People seem intimidated by cookbooks, but they work very well for me, as someone who isn't very good at improvising in the kitchen or meal planning. I put whatever books seem interesting on hold at my local library, and when I pick it up, I will spend a bit of time looking through it. If I find something I like, I use post-it tabs on recipes I want to make, decide what I'm in the mood for, write down the ingredients I need and take that list to the grocery store. I find the Better Homes & Gardens cookbooks great for simple meals. There are also cookbooks geared toward picky adult eaters.

I don’t know how to predict/plan all my meals at the beginning of a week and then stick to that plan

Realize a lot of people do this but plenty of people cook a little bit throughout the week--there isn't one true way to do this. A lot of it will depend on your finances as well. A lot of cooking advice is geared towards coupon-cutters and/or people who have to cook for a family, and want/need to save money while doing so.
posted by girlmightlive at 8:59 AM on April 4, 2017

I have also struggled with this issue (while additionally being vegetarian and someone who very very quickly tires of a recipe), still haven't totally figured it out yet. That being said, the best advice I can give you as a person who was in your position very very recently is to find a few reliable cookbooks and food blogs. It will, unfortunately, take trial and error- recommendations can only get you so far when everyone's tastes are so different- but once you've got even one or two where you can flip to a random page and be confident that the recipe will be to your liking, it will lessen the mental burden immensely.

One thing that helped was seeing someone's recommendation list, trying the one that they considered the best, and finding that that cookbook really clicked with me, and in particular the recipes that they pointed out. I then found that I also had a much higher success rate with the cookbooks and recipes that they recommended than with other recommendation lists I'd tried, despite the fact that this person was just a random person and not someone who had any professional relationship with food. In other words: find someone else with similar tastes and constraints, and let them do the research for you.

Additional advice: start with one culture whose food you generally like (say, Italian or Indian). Every dish in that culture will probably draw from the same set of basic staples (say, spices for Indian, herbs for Italian) and rely on the same set of preparation methods.

Also, start with trying to learn just a couple of basic dishes and variants on them. I started with soup and pasta, and I recommend them- healthy, fairly easy, everyone likes them. So, make say a tomato soup one week, a broccoli cheddar the next, a potato soup... you'll get variety while still gaining experience in basic soup-making. It also, again, lessens the mental burden of picking a recipe out if you know that at least one recipe a week will be some form of soup.

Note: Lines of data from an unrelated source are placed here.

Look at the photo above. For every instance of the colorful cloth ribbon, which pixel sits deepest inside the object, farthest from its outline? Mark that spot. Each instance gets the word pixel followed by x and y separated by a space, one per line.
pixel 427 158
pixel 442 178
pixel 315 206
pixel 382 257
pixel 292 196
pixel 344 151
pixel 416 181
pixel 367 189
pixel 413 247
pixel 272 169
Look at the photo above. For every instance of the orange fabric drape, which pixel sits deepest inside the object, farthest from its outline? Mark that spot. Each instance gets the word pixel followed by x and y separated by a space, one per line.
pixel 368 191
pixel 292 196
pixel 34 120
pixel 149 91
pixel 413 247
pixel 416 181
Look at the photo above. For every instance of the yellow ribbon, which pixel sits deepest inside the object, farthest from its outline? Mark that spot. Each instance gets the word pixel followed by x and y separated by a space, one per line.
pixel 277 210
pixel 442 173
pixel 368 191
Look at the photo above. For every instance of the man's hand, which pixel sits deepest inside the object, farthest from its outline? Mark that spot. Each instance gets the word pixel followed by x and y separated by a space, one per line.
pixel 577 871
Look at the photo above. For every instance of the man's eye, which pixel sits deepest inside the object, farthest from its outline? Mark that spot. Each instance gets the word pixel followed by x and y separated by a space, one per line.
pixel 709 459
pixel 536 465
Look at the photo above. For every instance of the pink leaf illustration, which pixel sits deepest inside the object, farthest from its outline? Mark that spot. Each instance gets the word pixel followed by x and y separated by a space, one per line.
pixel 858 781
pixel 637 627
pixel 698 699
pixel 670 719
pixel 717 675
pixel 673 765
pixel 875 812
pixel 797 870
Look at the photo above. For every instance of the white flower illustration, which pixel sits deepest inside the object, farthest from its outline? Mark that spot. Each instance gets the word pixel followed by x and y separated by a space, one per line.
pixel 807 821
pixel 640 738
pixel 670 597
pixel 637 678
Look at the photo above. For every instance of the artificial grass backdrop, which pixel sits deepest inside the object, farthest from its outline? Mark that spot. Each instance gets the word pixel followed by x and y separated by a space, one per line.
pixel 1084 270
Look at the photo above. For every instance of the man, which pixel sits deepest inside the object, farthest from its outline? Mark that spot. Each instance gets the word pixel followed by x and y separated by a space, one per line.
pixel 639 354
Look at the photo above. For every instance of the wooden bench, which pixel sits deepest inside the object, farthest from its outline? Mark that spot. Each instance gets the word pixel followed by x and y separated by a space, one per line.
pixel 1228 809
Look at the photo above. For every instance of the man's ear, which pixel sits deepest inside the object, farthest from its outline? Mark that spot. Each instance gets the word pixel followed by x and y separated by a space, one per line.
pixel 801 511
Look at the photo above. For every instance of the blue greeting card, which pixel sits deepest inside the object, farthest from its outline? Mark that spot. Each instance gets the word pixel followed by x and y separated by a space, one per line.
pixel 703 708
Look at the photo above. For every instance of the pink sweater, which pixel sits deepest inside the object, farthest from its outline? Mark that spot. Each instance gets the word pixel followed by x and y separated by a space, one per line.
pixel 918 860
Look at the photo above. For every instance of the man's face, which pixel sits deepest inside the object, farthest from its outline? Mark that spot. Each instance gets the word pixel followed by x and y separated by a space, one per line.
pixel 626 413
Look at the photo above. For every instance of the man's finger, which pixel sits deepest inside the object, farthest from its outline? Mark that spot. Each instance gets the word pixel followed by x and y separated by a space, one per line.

Go grocery shopping with a list. My parents don't do this; I do; I attribute our significant difference in daily food-related stress levels (and weekly grocery shop visits) to this.

Recommendations for cookbooks and food blogs: Smitten Kitchen is my favorite food blog, though her recipes are sometimes pricey/time-consuming. Pasta e Verdura is my single favorite cookbook- 50+ variants on vegetarian pasta dishes that are all very easy and good. It's so good that I've been considering posting an AskMe looking for more single-dish cookbooks. Most of the other food blogs/cookbooks I've tried have been more hit-or-miss, but I like (food blogs) Orangette, Serious Eats, the New York Times Cooking, Pioneer Woman; (cookbooks) The New Vegetarian Cooking for Everyone, Madhur Jaffrey's World Vegetarian. The NYT and Serious Eats in particular though are often targeted to a... particular income strata, let's put it that way, but there are cheaper gems contained within. (I especially adore the NYT Cooking Guides).

Finally: I should probably emphasize that I (1) enjoy cooking and (2) have a probably unhealthy desire for novelty, so that's where a lot of my advice is coming from. My parents and grandparents had a stock set of 10-12 recipes at most that they rotated through. One recipe in particular (for a sort of pasta soup) we'd often eat 4-5 times a week. If cooking isn't inherently enjoyable to you once you've tried it out properly, it may be best to think of some dishes you're sure you could never tire of, that are reliable, cost-effective, and easy, try out several different recipes for each until you've found one you really like, and spend your time and effort on perfecting your preparation to the point where it's effortless, after which food will be much easier.
posted by perplexion at 9:01 AM on April 4, 2017 [2 favorites]

So I live off the same two meals a day and dinner is kind of dealer's choice.

Good Food Made Simple Frozen Egg White Patty (heat for 75 seconds in microwave) with two slices of Sargento Thin Sliced Cheddar Cheese and two slices of Canadian Bacon on Foldit Flatout 5 Grain Flax Flatbread (ignore the dumb header and scroll past it). Once the egg is done you heat the whole sammitch for 25 seconds to make the cheese super cheesy. I literally eat this every day. No shame. It's delicious and good for me.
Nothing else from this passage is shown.